For good performance, the v3 auth mechanism checks passwords in etcd's API layer, where it can be parallelized outside of raft. However, this can lead to potential time-of-check/time-of-use (TOCTOU) permission lapses:
1. client A sends a request Authenticate()
1. the API layer processes the password checking part of Authenticate()
1. another client B sends a request of ChangePassword()
and the server completes it
1. the state machine layer processes the part of getting a revision number for the Authenticate()
from A
1. the server returns a success to A
1. now A is authenticated on an obsolete password
For avoiding such a situation, the API layer performs version number validation based on the revision number of the auth store. During password checking, the API layer saves the revision number of auth store. After successful password checking, the API layer compares the saved revision number and the latest revision number. If the numbers differ, it means someone else updated the auth metadata. So it retries the checking. With this mechanism, the successful password checking based on the obsolete password can be avoided.
1.2.2. Resolving a token in the API layer
After authenticating with Authenticate()
, a client can create a gRPC connection as it would without auth. In addition to the existing initialization process, the client must associate the token with the newly created connection. grpc.WithPerRPCCredentials()
provides the functionality for this purpose.
Every authenticated request from the client has a token. The token can be obtained with grpc.metadata.FromIncomingContext()
in the server side. The server can obtain who is issuing the request and when the user was authorized. The information will be filled by the API layer in the header (etcdserverpb.RequestHeader.Username
and etcdserverpb.RequestHeader.AuthRevision
) of a raft log entry (etcdserverpb.InternalRaftRequest
).
1.2.3. Checking permission in the state machine
The auth info in etcdserverpb.RequestHeader
is checked in the apply phase of the state machine.
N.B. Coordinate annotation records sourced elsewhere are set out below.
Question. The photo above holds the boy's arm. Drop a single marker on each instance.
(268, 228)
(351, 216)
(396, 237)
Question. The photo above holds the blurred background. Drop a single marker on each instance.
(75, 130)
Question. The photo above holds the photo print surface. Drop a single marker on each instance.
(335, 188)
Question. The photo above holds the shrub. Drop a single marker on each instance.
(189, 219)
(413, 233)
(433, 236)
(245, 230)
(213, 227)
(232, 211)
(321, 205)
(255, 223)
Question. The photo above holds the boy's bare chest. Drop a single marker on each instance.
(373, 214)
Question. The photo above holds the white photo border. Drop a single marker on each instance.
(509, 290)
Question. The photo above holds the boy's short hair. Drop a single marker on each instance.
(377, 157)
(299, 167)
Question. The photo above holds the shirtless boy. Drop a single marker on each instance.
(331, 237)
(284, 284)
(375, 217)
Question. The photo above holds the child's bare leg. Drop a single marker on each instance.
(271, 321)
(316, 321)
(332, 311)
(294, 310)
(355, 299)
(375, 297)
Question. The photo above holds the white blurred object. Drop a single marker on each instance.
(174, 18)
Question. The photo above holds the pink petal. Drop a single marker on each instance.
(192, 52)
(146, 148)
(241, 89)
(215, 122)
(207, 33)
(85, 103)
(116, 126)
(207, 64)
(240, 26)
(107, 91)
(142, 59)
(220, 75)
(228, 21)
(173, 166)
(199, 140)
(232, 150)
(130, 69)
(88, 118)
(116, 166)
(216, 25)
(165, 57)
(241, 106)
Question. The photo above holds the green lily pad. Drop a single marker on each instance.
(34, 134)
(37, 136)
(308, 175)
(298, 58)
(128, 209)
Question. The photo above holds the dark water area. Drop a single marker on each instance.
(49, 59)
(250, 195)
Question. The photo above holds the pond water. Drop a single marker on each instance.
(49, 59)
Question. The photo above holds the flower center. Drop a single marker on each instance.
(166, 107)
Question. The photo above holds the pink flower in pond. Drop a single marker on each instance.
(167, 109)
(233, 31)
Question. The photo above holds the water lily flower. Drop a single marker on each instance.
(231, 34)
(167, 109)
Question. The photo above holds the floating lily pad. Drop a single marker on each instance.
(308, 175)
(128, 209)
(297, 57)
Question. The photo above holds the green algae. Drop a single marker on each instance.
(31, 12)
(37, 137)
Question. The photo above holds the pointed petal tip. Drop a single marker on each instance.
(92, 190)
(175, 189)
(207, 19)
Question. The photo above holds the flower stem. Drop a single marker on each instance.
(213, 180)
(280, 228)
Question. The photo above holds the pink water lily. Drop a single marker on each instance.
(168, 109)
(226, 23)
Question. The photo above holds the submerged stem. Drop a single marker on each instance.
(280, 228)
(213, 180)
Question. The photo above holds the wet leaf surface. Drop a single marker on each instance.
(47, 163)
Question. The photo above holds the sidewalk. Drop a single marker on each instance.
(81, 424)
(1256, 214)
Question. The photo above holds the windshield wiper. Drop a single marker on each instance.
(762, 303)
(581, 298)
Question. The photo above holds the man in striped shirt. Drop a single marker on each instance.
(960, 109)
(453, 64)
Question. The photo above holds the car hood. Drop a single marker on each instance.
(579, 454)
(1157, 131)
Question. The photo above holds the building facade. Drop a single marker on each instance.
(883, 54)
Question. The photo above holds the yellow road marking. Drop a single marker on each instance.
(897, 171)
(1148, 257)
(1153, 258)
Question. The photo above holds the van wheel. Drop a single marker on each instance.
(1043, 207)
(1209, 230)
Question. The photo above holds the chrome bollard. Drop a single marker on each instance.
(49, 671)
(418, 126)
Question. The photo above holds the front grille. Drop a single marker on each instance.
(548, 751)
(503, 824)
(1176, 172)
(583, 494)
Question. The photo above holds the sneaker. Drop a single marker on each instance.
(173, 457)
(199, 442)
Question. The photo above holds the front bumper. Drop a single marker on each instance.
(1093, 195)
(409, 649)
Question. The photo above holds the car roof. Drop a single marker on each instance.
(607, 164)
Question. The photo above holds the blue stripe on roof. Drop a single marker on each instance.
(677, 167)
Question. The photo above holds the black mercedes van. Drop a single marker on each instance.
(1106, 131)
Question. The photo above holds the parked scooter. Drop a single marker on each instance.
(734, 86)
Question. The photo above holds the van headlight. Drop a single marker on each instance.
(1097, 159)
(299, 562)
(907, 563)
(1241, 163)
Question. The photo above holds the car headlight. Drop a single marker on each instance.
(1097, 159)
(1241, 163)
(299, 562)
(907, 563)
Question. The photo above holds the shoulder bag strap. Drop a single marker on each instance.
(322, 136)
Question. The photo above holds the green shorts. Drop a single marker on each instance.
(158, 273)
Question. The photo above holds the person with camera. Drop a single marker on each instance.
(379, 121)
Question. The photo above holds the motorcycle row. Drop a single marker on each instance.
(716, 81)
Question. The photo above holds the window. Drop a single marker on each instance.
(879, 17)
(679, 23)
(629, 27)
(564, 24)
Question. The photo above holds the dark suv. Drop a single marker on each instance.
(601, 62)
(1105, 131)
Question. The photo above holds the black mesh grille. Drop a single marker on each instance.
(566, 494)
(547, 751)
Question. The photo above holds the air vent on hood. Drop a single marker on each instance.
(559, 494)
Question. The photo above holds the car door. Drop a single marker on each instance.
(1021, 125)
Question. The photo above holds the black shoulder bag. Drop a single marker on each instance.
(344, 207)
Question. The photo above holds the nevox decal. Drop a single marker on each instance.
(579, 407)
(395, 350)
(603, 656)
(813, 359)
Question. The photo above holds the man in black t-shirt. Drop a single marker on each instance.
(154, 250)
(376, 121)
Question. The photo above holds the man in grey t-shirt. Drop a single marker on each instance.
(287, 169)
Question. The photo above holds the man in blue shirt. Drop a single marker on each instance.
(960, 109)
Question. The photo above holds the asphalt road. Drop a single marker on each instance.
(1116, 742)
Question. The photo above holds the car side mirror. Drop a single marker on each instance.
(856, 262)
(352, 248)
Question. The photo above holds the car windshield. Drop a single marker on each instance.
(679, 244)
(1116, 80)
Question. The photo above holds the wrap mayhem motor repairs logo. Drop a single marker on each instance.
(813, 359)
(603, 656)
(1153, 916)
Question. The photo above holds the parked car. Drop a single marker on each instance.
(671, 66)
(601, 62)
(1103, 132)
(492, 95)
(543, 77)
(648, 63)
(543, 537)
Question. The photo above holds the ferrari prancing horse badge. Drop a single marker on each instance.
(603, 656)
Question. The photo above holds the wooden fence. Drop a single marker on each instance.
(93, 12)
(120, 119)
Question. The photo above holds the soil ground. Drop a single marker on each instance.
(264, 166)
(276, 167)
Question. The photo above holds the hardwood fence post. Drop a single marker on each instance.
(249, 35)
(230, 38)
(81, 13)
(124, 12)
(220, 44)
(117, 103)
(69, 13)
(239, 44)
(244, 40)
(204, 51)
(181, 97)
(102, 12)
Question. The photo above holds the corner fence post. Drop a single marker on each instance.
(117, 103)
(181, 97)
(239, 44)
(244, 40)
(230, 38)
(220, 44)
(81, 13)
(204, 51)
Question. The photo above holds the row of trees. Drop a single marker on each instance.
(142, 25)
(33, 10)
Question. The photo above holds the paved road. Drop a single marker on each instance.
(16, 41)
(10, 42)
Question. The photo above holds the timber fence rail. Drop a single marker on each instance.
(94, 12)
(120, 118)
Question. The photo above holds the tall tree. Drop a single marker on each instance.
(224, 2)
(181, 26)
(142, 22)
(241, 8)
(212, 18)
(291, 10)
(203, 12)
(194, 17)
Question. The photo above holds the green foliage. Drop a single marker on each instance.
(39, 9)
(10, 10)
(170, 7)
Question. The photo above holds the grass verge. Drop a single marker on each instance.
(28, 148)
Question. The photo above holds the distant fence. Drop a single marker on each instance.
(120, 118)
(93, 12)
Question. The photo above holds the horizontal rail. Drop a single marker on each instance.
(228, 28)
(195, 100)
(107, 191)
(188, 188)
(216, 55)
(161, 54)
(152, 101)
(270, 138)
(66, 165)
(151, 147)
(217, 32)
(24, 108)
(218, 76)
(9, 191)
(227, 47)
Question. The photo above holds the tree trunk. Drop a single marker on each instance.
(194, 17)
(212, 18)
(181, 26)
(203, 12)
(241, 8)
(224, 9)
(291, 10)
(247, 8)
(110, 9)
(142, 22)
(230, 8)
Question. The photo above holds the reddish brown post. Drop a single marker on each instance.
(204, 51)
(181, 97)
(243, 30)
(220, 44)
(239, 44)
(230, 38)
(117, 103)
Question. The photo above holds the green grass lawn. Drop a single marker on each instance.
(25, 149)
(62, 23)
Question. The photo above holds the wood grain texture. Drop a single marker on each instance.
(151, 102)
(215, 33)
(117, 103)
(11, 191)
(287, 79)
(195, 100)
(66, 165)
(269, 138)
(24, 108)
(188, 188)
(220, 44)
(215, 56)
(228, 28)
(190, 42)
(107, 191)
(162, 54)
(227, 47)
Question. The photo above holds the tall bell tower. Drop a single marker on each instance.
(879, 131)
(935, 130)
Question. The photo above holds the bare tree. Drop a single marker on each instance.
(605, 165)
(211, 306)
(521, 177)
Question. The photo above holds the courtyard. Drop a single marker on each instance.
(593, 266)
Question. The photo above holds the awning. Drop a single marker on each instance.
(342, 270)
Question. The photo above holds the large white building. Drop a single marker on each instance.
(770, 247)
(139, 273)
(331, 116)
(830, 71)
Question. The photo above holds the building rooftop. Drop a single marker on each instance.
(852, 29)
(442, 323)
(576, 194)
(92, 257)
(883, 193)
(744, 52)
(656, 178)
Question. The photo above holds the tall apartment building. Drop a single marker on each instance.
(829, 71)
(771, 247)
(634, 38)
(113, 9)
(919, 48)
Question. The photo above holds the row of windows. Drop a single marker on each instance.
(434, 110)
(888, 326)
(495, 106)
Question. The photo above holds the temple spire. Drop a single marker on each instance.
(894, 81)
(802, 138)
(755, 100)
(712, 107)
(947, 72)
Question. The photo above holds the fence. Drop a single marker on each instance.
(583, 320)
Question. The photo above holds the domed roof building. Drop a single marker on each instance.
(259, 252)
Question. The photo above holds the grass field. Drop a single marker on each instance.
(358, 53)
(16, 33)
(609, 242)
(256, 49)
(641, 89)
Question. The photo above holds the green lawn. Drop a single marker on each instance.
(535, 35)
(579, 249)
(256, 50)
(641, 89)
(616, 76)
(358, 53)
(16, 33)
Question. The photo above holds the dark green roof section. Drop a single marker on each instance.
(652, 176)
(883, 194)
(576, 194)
This step checks the user is granted permission to requested keys on the latest revision of auth store.
1.2.4. Two types of tokens: simple and JWT
There are two kinds of token types: simple and JWT. The simple token isn't designed for production use cases. Its tokens aren't cryptographically signed and servers must statefully track token-user correspondence; it is meant for development testing. JWT tokens should be used for production deployments since it is cryptographically signed and verified. From the implementation perspective, JWT is stateless. Its token can include metadata including username and revision, so servers don't need to remember correspondence between tokens and the metadata.
1.3. Notes on the difference between KVS models and file system models
etcd v3 is a KVS, not a file system. So the permissions can be granted to the users in form of an exact key name or a key range like ["start key", "end key")
. It means that granting a permission of a nonexistent key is possible. Users should care about unintended permission granting. In a case of file system like system (e.g. Chubby or ZooKeeper), an inode like data structure can include the permission information. So granting permission to a nonexist key won't be possible (except the case of sticky bits).
The etcd v3 model requires multiple lookup of the metadata unlike the file system like systems. The worst case lookup cost will be sum the user's total granted keys and intervals. The cost cannot be avoided because v3's flat key space is completely different from Unix's file system model (every inode includes permission metadata). Practically the cost won’t be a serious problem because the metadata is small enough to benefit from caching.